Solar panel prices to slide into next year

A steep fall in the price of solar panels has chipped away at manufacturers' profits this year, and relief is unlikely to come soon, as many in the industry believe pressure will intensify and push prices even lower into 2010 and perhaps even 2011.
Global demand for solar power soared last year until a pullback in solar incentives in Spain and a credit crisis that stifled financing for new projects led to a falloff in demand for solar panels and a global supply glut.
In turn, solar companies worldwide -- including heavyweights like China's Suntech Power Holdings Co Ltd, U.S.-based First Solar Inc and Germany's Q-Cells AG -- have been forced to cut the price of their panels, hampering and in some cases erasing profits.
"I suspect it's not the bottom," said Jenny Chase of London-based industry research firm New Energy Finance. Chase said panel prices are still falling because it takes time for the decline to work its way through the supply chain, and costs of the industry's primary raw material, silicon, are still high despite having dropped sharply since last year.
Fears of a prolonged decline in panel prices have weighed heavily on solar stocks this month, and Jefferies & Co cited the continued slide on Friday when it cut its ratings on First Solar, SunPower Corp Suntech Power Holdings Co Ltd and Energy Conversion Devices Inc. [nBNG540560]
After peaking at $4.20 a watt in 2008, prices for solar panels have dived as much as 50 percent to about $2.40 a watt for European and U.S. companies that make silicon-based panels and $2.00 a watt for Chinese suppliers, Chase said. Prices on lower-cost thin film panels are between $1.00 and $2.00 a watt.
The bottom-out price "could be as low as $1.50 for crystalline silicon, which would be a shockingly low price," Chase said.
Lower prices are good news for solar customers as the cost of the renewable energy source reaches toward that of power created from dirtier sources such as natural gas and coal. Still, the drastic pace of the tumble has sent many companies scrambling.
"It does you no good to get the prices down there and close to grid parity if you're losing money on every one," said Kevin Landis, chief investment officer of Silicon Valley-based Firsthand Funds and manager of the $5.4 million Firsthand Alternative Energy Fund.
The better reason for a decline in the price of solar power is when companies can cut manufacturing costs, Landis said, adding that as an investor, he favors those with a technological advantage. He pointed specifically to SunPower, whose solar cells are the most efficient in the industry at converting sunlight into electricity.
SHARE VS PROFITS
But with the market for solar panels still in a massive state of oversupply, Barclays Capital analyst Vishal Shah expects prices to fall to $1.40 a watt by the end of 2010 and $1.00 per watt in 2011. That would require companies to drive large volumes to make up for very low margins.
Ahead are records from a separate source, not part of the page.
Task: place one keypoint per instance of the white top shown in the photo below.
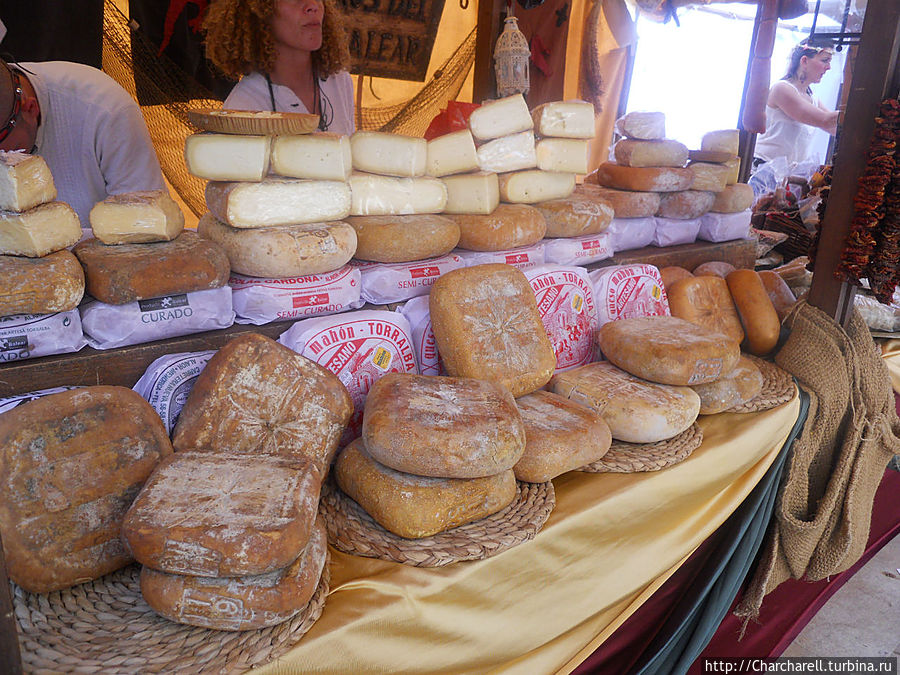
(92, 135)
(252, 93)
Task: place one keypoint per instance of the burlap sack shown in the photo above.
(821, 522)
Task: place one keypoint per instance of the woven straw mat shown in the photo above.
(352, 530)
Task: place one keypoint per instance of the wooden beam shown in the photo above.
(875, 71)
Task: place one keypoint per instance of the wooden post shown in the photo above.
(876, 70)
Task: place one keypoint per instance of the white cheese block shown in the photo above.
(389, 154)
(533, 185)
(508, 153)
(137, 217)
(227, 156)
(39, 231)
(472, 193)
(374, 195)
(278, 202)
(321, 156)
(564, 119)
(567, 155)
(451, 153)
(25, 181)
(724, 140)
(502, 117)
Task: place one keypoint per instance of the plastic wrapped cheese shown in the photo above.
(260, 301)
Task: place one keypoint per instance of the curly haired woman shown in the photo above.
(292, 55)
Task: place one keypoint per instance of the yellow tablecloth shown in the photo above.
(543, 606)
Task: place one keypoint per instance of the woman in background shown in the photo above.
(292, 54)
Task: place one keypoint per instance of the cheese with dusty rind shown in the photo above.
(25, 181)
(53, 283)
(413, 506)
(636, 411)
(118, 275)
(445, 427)
(487, 325)
(278, 201)
(560, 436)
(667, 349)
(283, 251)
(70, 465)
(239, 603)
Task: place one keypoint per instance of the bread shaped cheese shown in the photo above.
(413, 506)
(706, 301)
(667, 349)
(71, 464)
(392, 239)
(758, 315)
(635, 410)
(742, 384)
(487, 325)
(561, 436)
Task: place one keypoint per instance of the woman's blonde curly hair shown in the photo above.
(239, 38)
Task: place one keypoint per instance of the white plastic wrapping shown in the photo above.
(395, 282)
(565, 301)
(259, 301)
(107, 326)
(167, 383)
(629, 233)
(26, 336)
(584, 250)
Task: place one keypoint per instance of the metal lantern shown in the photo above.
(511, 54)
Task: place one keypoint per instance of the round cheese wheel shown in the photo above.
(667, 349)
(392, 239)
(509, 226)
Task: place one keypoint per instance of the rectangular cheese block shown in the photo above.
(472, 193)
(564, 119)
(44, 229)
(508, 153)
(451, 153)
(278, 201)
(25, 181)
(53, 283)
(502, 117)
(321, 156)
(388, 154)
(374, 195)
(532, 186)
(568, 155)
(137, 217)
(227, 156)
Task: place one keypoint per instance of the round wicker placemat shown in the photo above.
(637, 457)
(778, 388)
(104, 626)
(352, 530)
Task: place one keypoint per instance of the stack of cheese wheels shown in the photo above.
(435, 453)
(227, 527)
(39, 275)
(276, 203)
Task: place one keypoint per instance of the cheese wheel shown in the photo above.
(706, 301)
(487, 325)
(508, 226)
(284, 251)
(761, 325)
(561, 436)
(635, 410)
(392, 239)
(637, 153)
(742, 384)
(444, 427)
(644, 179)
(667, 349)
(413, 506)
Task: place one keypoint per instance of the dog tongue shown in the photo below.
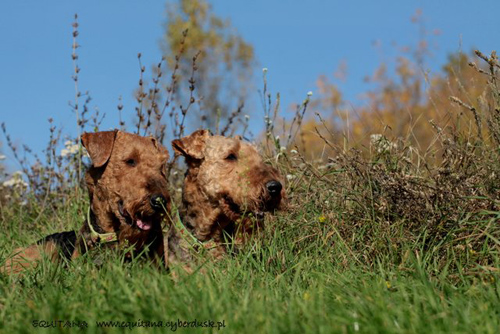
(143, 225)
"There will be a trade off between market share and profitability," said Shah, who last week downgraded the sector to "neutral" from "positive."
Driving that move are two companies: U.S.-based First Solar, which makes its panels from cheaper cadmium telluride instead of more costly silicon, and China's Yingli Green Energy Holding Co Ltd, which has cut prices aggressively.
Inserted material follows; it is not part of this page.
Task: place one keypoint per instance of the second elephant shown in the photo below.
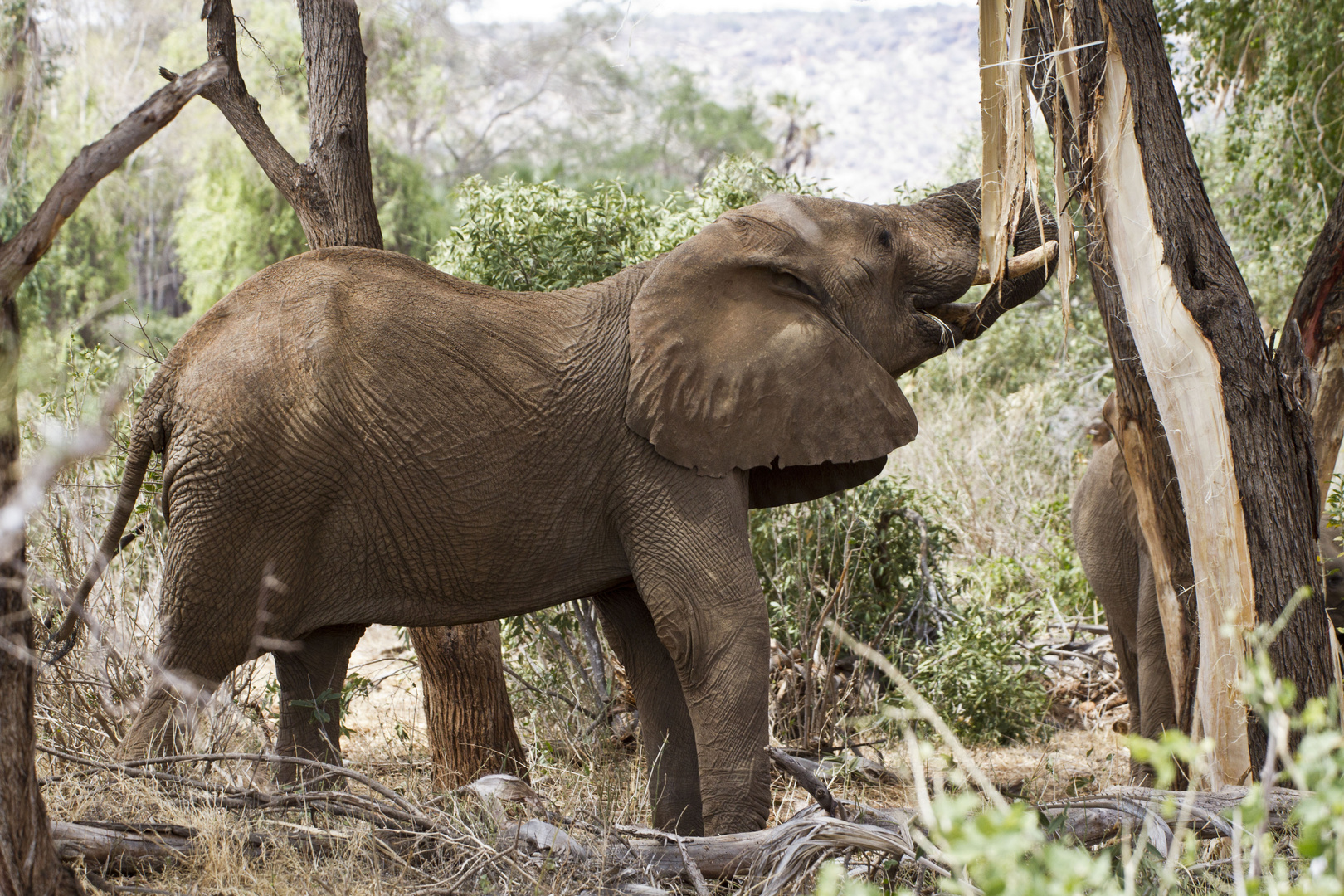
(1116, 562)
Yingli Chief Executive Miao Liansheng earlier this week credited the company's pricing strategy as a "driving force" behind a rise in shipments and net revenue. At the same time, the company cut its profit margin forecast and predicted panel prices would fall further this year.
In addition, First Solar said last month that it would offer a rebate program in Germany to preserve its position in that market, a move that sent its shares into a tailspin.
That strategy -- expanding market share but weakening profit margins -- forces rivals to accept lower prices as well.
"This is a commodity product and a commodity industry," Shah said, adding: "The third company doesn't have a choice but to fight the market share battle."
Eventually the tumble in prices will moderate, depending on what happens with the industry's supply and demand and how governments' solar subsidy plans shake out, Shah said.
One way to put on the brakes would be for commercial financing to return to normal and reinvigorate demand, said J.P. Morgan analyst Christopher Blansett.
"If we have a painful commercial lending market all through next year, then we're probably going to see some pretty poor pricing trends all through next year," Blansett said.
Bankruptcies, which would take some supply out of the market, would be another way to stop the fall in prices, said New Energy Finance's Chase.
Yet as companies across the industry -- including China's Trina Solar Ltd, Norway's Renewable Energy Corp, U.S.-based SunPower and others -- have raised money through stock offerings to keep their businesses growing, the end of the glut of solar panels and the trough in prices get pushed back, she said.